- Theatrical release poster by Paul Wenzel
- Directed by: Vincent McEveety
- Written by: Don Tait
- Based on: Characters by Gordon Buford
- Produced by: Ron Miller
- Starring: Cloris Leachman; Charles Martin Smith; Stephan W. Burns; John Vernon; Elyssa Davalos; Joaquin Garay III; Harvey Korman;
- Cinematography: Frank V. Phillips
- Edited by: Gordon D. Brenner
- Music by: Frank De Vol
- Production company: Walt Disney Productions
- Distributed by: Buena Vista Distribution
- Release date: June 27, 1980;
- Running time: 93 minutes
- Country: United States
- Language: English
- Box office: $18 million

= Herbie Goes Bananas =

1980 film directed by Vincent McEveety

Herbie Goes Bananas is a 1980 American adventure comedy film directed by Vincent McEveety. It is the fourth in the Herbie film series. The ensemble cast includes Cloris Leachman, Charles Martin Smith, Stephan W. Burns, John Vernon, Elyssa Davalos, Joaquin Garay III, and Harvey Korman. The plot revolves around the further adventures of Herbie, a sentient Volkswagen Beetle race car, as he befriends Paco, an orphan whose pickpocketing ways get him entangled with both Herbie's new owners and a trio of dangerous Incan gold thieves.

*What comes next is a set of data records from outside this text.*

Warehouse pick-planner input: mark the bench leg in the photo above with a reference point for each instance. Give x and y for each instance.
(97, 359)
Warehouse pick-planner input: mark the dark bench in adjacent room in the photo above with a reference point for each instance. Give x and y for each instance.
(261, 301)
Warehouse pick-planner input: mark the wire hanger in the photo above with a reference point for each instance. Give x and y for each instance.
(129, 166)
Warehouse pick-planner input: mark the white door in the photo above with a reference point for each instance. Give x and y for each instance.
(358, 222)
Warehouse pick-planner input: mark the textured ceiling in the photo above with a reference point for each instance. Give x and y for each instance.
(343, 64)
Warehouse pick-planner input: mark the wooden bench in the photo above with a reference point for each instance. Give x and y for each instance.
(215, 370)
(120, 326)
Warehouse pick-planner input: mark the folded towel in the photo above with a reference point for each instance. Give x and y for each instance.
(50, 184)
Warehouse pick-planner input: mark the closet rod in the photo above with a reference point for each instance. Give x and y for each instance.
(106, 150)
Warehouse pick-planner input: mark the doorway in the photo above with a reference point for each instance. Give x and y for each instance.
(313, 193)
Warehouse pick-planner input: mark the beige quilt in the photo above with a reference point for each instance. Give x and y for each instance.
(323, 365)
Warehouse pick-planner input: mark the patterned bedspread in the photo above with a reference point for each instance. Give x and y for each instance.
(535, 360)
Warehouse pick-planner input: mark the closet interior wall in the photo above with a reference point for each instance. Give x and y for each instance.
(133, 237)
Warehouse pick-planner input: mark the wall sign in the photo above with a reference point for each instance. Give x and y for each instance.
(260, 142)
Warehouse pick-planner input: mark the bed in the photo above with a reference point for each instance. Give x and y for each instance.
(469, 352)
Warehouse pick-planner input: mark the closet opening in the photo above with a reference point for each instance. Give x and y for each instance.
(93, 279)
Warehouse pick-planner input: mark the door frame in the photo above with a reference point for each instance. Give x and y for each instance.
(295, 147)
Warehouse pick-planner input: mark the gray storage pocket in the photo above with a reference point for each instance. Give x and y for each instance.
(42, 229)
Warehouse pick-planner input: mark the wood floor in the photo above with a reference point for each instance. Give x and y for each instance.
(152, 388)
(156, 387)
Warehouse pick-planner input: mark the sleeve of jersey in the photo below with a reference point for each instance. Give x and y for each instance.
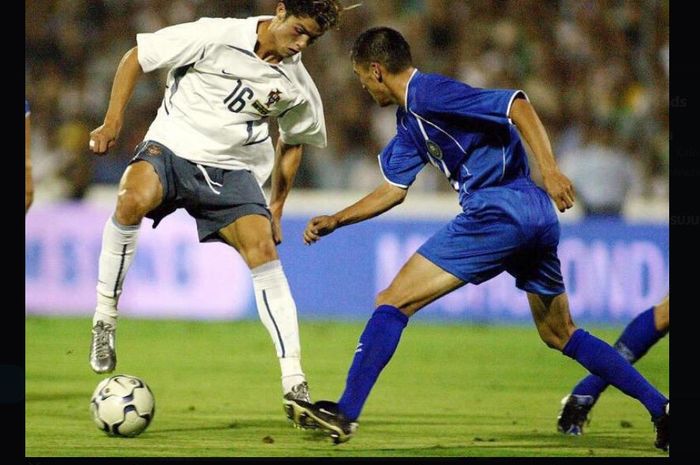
(175, 46)
(400, 163)
(305, 123)
(460, 100)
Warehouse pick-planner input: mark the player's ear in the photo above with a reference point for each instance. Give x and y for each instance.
(376, 71)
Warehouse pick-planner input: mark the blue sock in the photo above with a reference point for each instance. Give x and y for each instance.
(377, 344)
(602, 360)
(636, 339)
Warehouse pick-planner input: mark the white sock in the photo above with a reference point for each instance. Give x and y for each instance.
(278, 313)
(118, 248)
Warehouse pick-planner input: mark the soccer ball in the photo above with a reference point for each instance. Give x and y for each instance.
(122, 405)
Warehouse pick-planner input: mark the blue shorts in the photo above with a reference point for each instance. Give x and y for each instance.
(513, 229)
(214, 197)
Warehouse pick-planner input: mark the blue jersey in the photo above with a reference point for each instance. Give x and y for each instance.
(463, 131)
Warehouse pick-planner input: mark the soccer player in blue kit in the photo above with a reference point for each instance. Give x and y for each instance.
(640, 334)
(507, 222)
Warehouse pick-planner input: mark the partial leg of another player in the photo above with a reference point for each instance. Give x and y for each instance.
(645, 330)
(557, 330)
(140, 191)
(378, 342)
(251, 236)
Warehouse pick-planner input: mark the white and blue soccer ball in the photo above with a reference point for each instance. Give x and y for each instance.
(122, 405)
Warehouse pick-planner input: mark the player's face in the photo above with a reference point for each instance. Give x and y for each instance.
(294, 34)
(370, 82)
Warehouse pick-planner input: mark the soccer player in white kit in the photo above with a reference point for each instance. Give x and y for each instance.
(209, 151)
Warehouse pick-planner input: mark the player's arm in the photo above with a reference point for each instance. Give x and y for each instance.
(287, 160)
(128, 73)
(558, 186)
(28, 182)
(383, 198)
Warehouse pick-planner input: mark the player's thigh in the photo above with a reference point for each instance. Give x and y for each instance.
(418, 283)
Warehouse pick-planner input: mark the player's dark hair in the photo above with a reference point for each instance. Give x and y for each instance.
(382, 45)
(325, 12)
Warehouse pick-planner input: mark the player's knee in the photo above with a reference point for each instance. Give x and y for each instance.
(259, 252)
(552, 338)
(395, 299)
(132, 206)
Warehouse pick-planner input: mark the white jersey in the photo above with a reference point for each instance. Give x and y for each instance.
(219, 95)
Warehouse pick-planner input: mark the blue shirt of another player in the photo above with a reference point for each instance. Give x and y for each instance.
(463, 131)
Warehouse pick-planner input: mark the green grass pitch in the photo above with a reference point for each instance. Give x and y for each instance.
(450, 390)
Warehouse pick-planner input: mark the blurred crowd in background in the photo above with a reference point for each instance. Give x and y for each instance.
(595, 70)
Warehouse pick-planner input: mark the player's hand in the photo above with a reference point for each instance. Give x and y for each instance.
(276, 230)
(103, 138)
(318, 227)
(560, 189)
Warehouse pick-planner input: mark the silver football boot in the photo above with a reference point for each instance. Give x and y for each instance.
(298, 418)
(103, 355)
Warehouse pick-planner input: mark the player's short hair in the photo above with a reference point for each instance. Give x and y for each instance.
(382, 45)
(325, 12)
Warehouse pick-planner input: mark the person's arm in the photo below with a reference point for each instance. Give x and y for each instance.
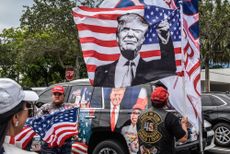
(184, 125)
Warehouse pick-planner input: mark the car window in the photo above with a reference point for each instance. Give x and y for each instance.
(216, 101)
(126, 98)
(45, 97)
(86, 96)
(206, 101)
(209, 100)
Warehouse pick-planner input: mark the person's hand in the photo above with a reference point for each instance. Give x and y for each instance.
(163, 31)
(184, 122)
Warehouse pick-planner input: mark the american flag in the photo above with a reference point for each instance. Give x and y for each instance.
(24, 137)
(57, 127)
(97, 32)
(79, 148)
(188, 63)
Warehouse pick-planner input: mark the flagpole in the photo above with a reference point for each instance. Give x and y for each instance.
(182, 50)
(183, 58)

Herbie Goes Bananas received mixed reviews from critics, and underperformed at the box office, with domestic earnings of $18 million. It was followed by the sitcom Herbie, the Love Bug in 1982.

==Plot==
Picking up sometime after the Trans-France Race, Pete Stancheck has inherited Herbie from his uncle, Jim Douglas, and travels to Puerto Vallarta, Mexico with his friend Davy "D.J." Johns to retrieve the car. They get directions from Paco, a comically mischievous, orphaned pickpocket to the car lot. Unable to pay the holding fee due to Paco taking their wallets, the pair quickly leave in Herbie to find him. Elsewhere, Paco pickpockets one of the members of a trio of three villains who are planning to steal gold from some forgotten Inca ruins. The trio chase Paco after realizing the film showing the location of the gold is in the stolen wallet, but Pete and DJ catch him first.

Paco hides in Herbie's hood and is consequently loaded on the Sun Princess cruise ship, bound for Rio de Janeiro, where Pete and DJ plan to enter Herbie in the Brazil Grand Prêmio. En route, they meet an anthropology student named Melissa and her extravagant, eccentric aunt Louise, who is trying to find a husband for her niece. When Herbie wreaks havoc on board, Pete pretends to court Melissa, intending that her Aunt Louise will sponsor their race.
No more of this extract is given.